La reforma tributaria recientemente aprobada establece la plena “integración” de la carga impositiva que paga la empresa. Lo que la empresa paga como impuesto corporativo da derecho a un crédito fiscal del que se beneficia el accionista cuando, a su vez, paga el impuesto sobre los dividendos. El principio es que el accionista no debe pagar dos veces el impuesto: primero a nivel de la empresa de la que es accionista y, luego, sobre los dividendos que recibe de ella. El otro argumento esgrimido por los partidarios de la integración total es que así las rentas del capital y las del trabajo quedan gravadas de manera equivalente.

Esta regla beneficia al accionista… pero, curiosamente, no a todos los accionistas. Se olvida de los titulares de una cuenta individual en un fondo de pensiones cuando reciben en su cuenta los dividendos de las acciones de empresas que poseen. Al momento de jubilarse, pagan el impuesto sobre esa pensión —incluyendo, por tanto, los dividendos que la alimentaron— pero, sorpresa, sin recibir el crédito fiscal correspondiente.

El Artículo 18 del DL 3.500 lo precisa: «Los incrementos que experimenten las cuotas de los fondos de pensiones no constituirán renta para los efectos de la ley sobre Impuesto a la Renta. Sin embargo, las pensiones otorgadas conforme a esta ley, estarán afectas al Impuesto a la Renta que grava las pensiones, sueldos y salarios».

He aquí, pues, una singular discriminación: soy accionista directo, recibo el crédito en el momento en que pago el impuesto sobre los dividendos percibidos; soy titular de un fondo de inversión colectiva, recibo el crédito en el momento en que vendo las cuotas del fondo. Soy, finalmente, un trabajador que cotiza para su pensión: seré gravado sobre la pensión recibida, pero no percibiré el crédito fiscal. Esta situación prevalece desde el origen de los fondos de pensiones, pero se vuelve más desigual con la reciente reforma que restablece la integración fiscal al 100%.

Seamos más específicos, con una empresa que tiene una renta de 100. Hoy paga un impuesto de 27, que mañana será de 23 tras la reciente reforma. He aquí los flujos de impuestos:

  • Impuesto (IDPC) a nivel de la empresa (tasa de 23%), es decir 23. Quedan 77 distribuibles.
  • Impuesto a nivel del accionista (IGC): tasa plena de 35% (para un accionista en el tramo impositivo más alto) sobre la base bruta de 100, es decir 35.
  • De ella hay que restar el crédito fiscal, es decir los 23 ya pagados, lo que da una carga fiscal de 12 (= 35 − 23).

El total recaudado sobre las rentas directas e indirectas del accionista es, por tanto, de 35%: 23 a nivel de la empresa y 12 a su nivel, exactamente la misma tasa que pagaría si se tratara de rentas del trabajo. (Se sabe que esta igualdad es en parte ficticia, porque las rentas del capital, difíciles de identificar correctamente por el fisco, soportan a menudo un impuesto efectivo menor que el que grava las rentas del trabajo. Es esta una de las razones por las que la gran mayoría de los países no aplica la norma de integración, pero ese es otro tema).

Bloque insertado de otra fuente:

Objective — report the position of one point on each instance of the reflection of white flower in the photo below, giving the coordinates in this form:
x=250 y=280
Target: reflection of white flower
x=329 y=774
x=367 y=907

La percepción del dividendo, y por tanto el impuesto a pagar, puede estar muy alejada en el tiempo, ya sea porque la empresa demora en distribuir el dividendo, o porque el accionista lo recibe a través de un fondo de inversión. En este caso, el impuesto adeudado —menos el crédito fiscal— se cobrará en el momento en que el accionista venda las cuotas del fondo.

Para todos, otra vez… salvo para el pensionado. Se trata de una anomalía contraria al principio mismo que funda el sistema de pensiones chileno. Este convierte al futuro pensionado en una persona que participa en el financiamiento de la economía —tanto chilena como, en buena parte, de países extranjeros— y que percibe sus rentas. Es un accionista bajo una forma de capitalismo popular. Resulta entonces difícil comprender por qué tiene un estatuto económico degradado.

La discriminación no es menor, pues el cotizante resulta sobretasado por un monto que equivale a cerca del 30% de los dividendos que recibe su cuenta individual de pensión (23 sobre 77). Es necesario corregir esto a nivel legal. Las AFP disponen hoy de los medios administrativos para hacer el cálculo y, por tanto, para reclamar, en nombre de sus cotizantes, el crédito fiscal al que tienen derecho.

  • El contenido vertido en esta columna de opinión es de exclusiva responsabilidad de su autor, y no refleja necesariamente la línea editorial ni postura de El Mostrador.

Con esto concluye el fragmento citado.